The peanut (Arachis hypogaea) is an important crop cultivated worldwide for oil production and food sources. Its complex genetic architecture (e.g., the large and tetraploid genome possibly due to unique cross of wild diploid relatives and subsequent chromosome duplication: 2n = 4x = 40, AABB, 2800 Mb) presents a major challenge for its genome sequencing and makes it a less-studied crop. Without a doubt, transcriptome sequencing is the most effective way to harness the genome structure and gene expression dynamics of this non-model species that has a limited genomic resource.

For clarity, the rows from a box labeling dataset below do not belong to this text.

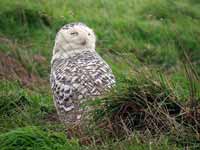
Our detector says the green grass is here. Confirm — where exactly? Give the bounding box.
[0,0,200,149]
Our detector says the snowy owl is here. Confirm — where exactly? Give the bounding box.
[50,23,115,127]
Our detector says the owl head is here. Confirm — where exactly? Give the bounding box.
[53,23,96,54]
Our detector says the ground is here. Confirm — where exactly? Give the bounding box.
[0,0,200,150]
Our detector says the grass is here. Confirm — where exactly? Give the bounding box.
[0,0,200,149]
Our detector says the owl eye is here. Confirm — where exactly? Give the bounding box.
[70,32,78,35]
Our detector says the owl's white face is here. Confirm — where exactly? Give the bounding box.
[53,23,96,54]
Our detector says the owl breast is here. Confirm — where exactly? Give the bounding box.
[50,51,115,111]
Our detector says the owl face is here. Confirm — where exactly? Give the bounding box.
[54,23,96,52]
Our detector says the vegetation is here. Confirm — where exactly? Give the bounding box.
[0,0,200,150]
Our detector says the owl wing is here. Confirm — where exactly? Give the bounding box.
[50,51,115,111]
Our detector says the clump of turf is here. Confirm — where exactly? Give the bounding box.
[0,126,80,150]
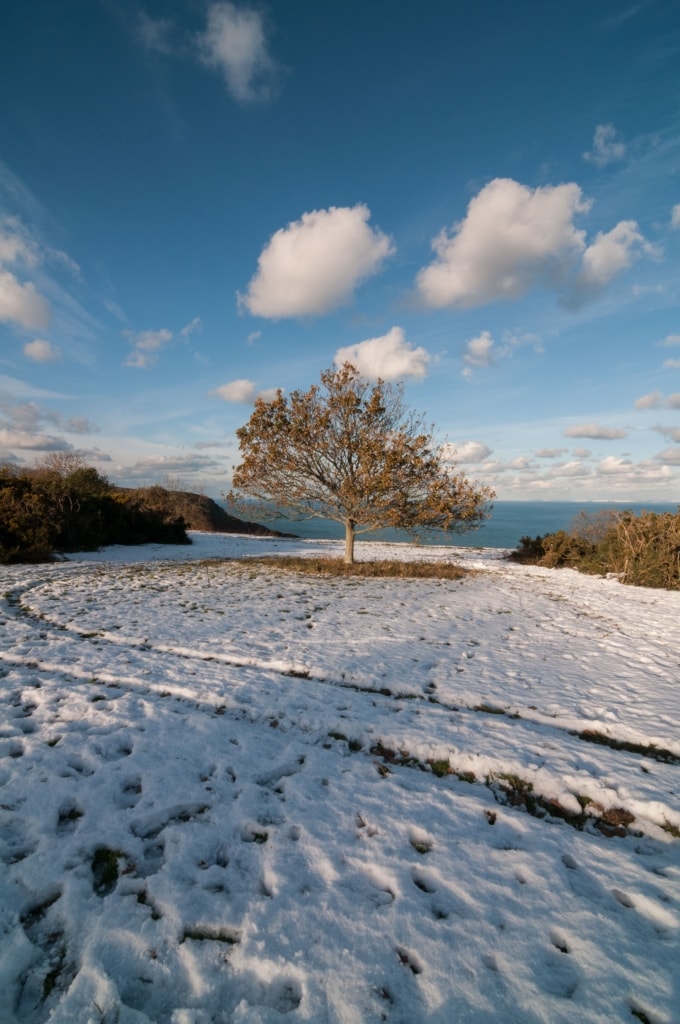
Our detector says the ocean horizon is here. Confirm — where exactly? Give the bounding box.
[266,501,680,548]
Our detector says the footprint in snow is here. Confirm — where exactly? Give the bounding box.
[114,775,141,810]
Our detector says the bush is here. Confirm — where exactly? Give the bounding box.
[510,509,680,590]
[0,465,189,564]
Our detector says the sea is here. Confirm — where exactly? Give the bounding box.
[267,501,680,548]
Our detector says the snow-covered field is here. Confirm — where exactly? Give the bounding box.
[0,535,680,1024]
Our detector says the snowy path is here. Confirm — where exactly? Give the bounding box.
[0,536,680,1024]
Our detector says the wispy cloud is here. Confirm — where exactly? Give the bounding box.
[239,204,394,318]
[123,328,172,370]
[583,124,626,167]
[563,423,628,441]
[0,218,51,330]
[635,391,680,409]
[463,331,510,377]
[24,338,61,362]
[210,378,279,404]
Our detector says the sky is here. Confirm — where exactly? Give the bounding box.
[0,0,680,503]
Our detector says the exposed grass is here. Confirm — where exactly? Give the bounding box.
[236,555,470,580]
[579,729,680,765]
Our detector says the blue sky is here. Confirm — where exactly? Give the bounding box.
[0,0,680,502]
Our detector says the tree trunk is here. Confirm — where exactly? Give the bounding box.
[345,519,354,565]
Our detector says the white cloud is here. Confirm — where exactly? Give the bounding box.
[417,178,590,308]
[125,455,222,480]
[24,338,60,362]
[257,387,280,401]
[635,391,680,409]
[199,3,275,102]
[137,10,175,56]
[179,316,201,338]
[416,178,661,308]
[583,124,626,167]
[212,379,257,402]
[564,423,627,441]
[0,429,72,452]
[653,426,680,444]
[547,460,592,477]
[334,327,431,381]
[439,441,492,463]
[654,447,680,466]
[210,378,280,403]
[570,220,658,303]
[463,331,509,377]
[123,328,172,369]
[0,270,50,330]
[239,204,394,318]
[597,455,633,476]
[635,391,664,409]
[0,217,50,330]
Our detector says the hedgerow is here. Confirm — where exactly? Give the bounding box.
[510,509,680,590]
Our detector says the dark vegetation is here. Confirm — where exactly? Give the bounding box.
[238,555,470,580]
[0,453,282,564]
[510,510,680,590]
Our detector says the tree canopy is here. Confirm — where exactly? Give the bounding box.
[227,362,494,562]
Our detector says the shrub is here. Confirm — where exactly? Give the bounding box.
[510,509,680,590]
[0,464,189,564]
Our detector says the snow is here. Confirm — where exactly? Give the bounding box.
[0,534,680,1024]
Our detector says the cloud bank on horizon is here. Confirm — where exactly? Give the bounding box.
[0,0,680,501]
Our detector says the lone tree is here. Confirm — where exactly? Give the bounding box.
[227,362,494,563]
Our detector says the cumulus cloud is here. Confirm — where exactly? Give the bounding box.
[239,204,394,318]
[583,124,626,167]
[463,331,508,377]
[199,3,277,102]
[571,220,658,303]
[635,391,680,409]
[597,455,633,476]
[653,426,680,444]
[334,327,431,381]
[24,338,61,362]
[564,423,628,441]
[123,328,172,369]
[654,447,680,466]
[210,379,279,403]
[547,460,592,477]
[125,455,222,480]
[439,441,492,463]
[417,178,590,308]
[212,379,257,402]
[416,178,660,309]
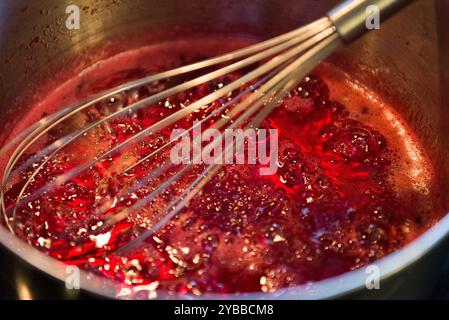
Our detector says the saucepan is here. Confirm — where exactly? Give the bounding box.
[0,0,449,299]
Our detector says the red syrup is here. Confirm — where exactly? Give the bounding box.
[0,37,439,298]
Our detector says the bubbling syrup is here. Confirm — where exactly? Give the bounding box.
[0,40,439,298]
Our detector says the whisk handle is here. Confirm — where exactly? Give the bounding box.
[327,0,413,42]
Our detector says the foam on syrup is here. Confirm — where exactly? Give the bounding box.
[0,38,440,298]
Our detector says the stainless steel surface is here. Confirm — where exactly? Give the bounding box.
[328,0,412,41]
[0,0,449,298]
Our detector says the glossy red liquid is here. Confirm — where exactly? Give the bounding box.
[0,37,438,297]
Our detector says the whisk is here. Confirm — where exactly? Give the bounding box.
[0,0,410,252]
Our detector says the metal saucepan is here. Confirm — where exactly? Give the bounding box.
[0,0,449,299]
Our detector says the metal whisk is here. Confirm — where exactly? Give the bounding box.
[1,0,410,255]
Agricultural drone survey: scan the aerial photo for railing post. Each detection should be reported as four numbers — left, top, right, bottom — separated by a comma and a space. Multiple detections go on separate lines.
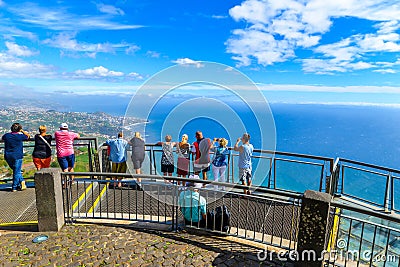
296, 190, 332, 267
35, 168, 65, 232
384, 172, 392, 212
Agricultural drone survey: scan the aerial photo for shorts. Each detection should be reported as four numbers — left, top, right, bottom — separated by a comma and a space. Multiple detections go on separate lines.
161, 164, 175, 173
176, 158, 189, 176
32, 157, 51, 170
239, 168, 251, 184
111, 161, 126, 173
57, 154, 75, 170
193, 163, 210, 172
132, 159, 143, 170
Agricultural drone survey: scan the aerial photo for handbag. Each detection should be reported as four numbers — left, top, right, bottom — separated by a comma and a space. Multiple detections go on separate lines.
39, 134, 56, 161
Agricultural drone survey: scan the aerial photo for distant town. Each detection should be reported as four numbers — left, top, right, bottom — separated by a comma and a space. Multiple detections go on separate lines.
0, 106, 146, 139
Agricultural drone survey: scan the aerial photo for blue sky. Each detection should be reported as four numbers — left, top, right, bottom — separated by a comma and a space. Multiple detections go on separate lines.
0, 0, 400, 104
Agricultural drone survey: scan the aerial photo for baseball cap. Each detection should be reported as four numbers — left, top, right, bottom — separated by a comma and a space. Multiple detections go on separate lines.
186, 174, 203, 188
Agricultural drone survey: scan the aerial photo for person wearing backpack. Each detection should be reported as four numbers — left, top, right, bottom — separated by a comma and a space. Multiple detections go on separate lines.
1, 123, 29, 192
233, 133, 254, 195
178, 180, 207, 227
106, 132, 129, 188
32, 125, 53, 171
211, 138, 230, 190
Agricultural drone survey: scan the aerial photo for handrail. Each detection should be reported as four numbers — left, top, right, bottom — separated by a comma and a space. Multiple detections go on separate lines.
65, 172, 303, 199
338, 158, 400, 174
146, 144, 334, 163
331, 200, 400, 224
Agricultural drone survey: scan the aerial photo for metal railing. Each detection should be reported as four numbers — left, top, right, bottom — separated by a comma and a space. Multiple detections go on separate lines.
62, 173, 302, 250
116, 144, 334, 193
0, 137, 100, 182
332, 158, 400, 212
325, 202, 400, 267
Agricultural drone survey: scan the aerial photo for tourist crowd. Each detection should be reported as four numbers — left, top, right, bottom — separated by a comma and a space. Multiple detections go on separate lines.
2, 123, 253, 194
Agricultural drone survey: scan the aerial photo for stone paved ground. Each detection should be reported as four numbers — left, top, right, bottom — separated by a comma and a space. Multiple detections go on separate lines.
0, 224, 292, 267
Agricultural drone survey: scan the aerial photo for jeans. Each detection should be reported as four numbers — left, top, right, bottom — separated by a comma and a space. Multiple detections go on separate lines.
5, 157, 24, 190
213, 165, 226, 190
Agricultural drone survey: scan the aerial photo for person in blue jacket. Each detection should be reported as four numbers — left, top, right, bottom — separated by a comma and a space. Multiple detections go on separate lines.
1, 123, 29, 192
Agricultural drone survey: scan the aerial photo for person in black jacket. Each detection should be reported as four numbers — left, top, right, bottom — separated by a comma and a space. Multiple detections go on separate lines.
32, 125, 52, 170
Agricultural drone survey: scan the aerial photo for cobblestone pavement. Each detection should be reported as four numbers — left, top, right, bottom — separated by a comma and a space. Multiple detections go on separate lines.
0, 224, 292, 267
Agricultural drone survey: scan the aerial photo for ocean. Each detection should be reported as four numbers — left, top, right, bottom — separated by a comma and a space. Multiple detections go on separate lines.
57, 96, 400, 197
61, 96, 400, 169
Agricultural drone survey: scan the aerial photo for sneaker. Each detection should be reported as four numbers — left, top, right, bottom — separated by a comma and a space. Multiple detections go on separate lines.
21, 181, 26, 191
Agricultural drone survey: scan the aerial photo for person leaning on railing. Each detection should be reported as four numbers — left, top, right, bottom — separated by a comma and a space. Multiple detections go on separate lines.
32, 125, 53, 171
128, 132, 146, 186
54, 123, 80, 184
157, 135, 176, 182
176, 134, 190, 185
178, 180, 207, 227
211, 138, 230, 190
233, 133, 254, 195
1, 123, 29, 192
106, 132, 129, 188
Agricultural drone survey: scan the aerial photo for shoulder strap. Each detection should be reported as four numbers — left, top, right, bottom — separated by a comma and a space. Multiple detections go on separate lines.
39, 134, 51, 149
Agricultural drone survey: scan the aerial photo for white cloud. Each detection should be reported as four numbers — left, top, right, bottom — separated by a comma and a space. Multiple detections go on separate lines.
43, 32, 140, 58
172, 57, 204, 68
127, 72, 143, 80
69, 66, 143, 81
8, 3, 143, 31
97, 4, 125, 16
226, 0, 400, 73
74, 66, 124, 79
0, 25, 38, 41
0, 53, 56, 79
373, 69, 396, 74
146, 51, 160, 58
5, 42, 38, 57
125, 44, 140, 55
211, 15, 228, 19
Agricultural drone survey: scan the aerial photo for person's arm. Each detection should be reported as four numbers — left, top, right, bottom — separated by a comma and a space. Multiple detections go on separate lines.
21, 129, 30, 139
233, 138, 243, 153
200, 197, 207, 219
191, 145, 196, 158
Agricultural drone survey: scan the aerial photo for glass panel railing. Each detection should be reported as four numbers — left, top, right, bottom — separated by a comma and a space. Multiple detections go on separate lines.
393, 177, 400, 212
342, 166, 387, 207
274, 159, 324, 192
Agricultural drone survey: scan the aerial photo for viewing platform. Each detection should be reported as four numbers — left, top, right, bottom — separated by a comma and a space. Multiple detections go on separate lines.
0, 139, 400, 266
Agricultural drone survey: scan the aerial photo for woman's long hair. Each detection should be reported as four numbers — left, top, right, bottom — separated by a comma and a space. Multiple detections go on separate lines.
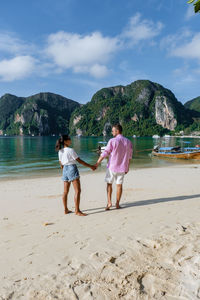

With the development of next generation sequencing technologies such as 454 pyro-sequencing and Illumina sequencing by synthesis, the transcriptomics data of peanut is rapidly accumulated in both the public databases and private sectors. Integrating 187,636 Sanger reads (103,685,419 bases), 1,165,168 Roche 454 reads (333,862,593 bases) and 57,135,995 Illumina reads (4,073,740,115 bases), we generated the first release of our peanut transcriptome assembly that contains 32,619 contigs. We provided EC, KEGG and GO functional annotations to these contigs and detected SSRs, SNPs and other genetic polymorphisms for each contig. Based on both open-source and our in-house tools, PeanutDB presents many seamlessly integrated web interfaces that allow users to search, filter, navigate and visualize easily the whole transcript assembly, its annotations and detected polymorphisms and simple sequence repeats. For each contig, sequence alignment is presented in both bird’s-eye view and nucleotide level resolution, with colorfully highlighted regions of mismatches, indels and repeats that facilitate close examination of assembly quality, genetic polymorphisms, sequence repeats and/or sequencing errors.
As a public genomic database that integrates peanut transcriptome data from different sources, PeanutDB (http://bioinfolab.muohio.edu/txid3818v1 webcite) provides the Peanut research community with an easy-to-use web portal that will definitely facilitate genomics research and molecular breeding in this less-studied crop.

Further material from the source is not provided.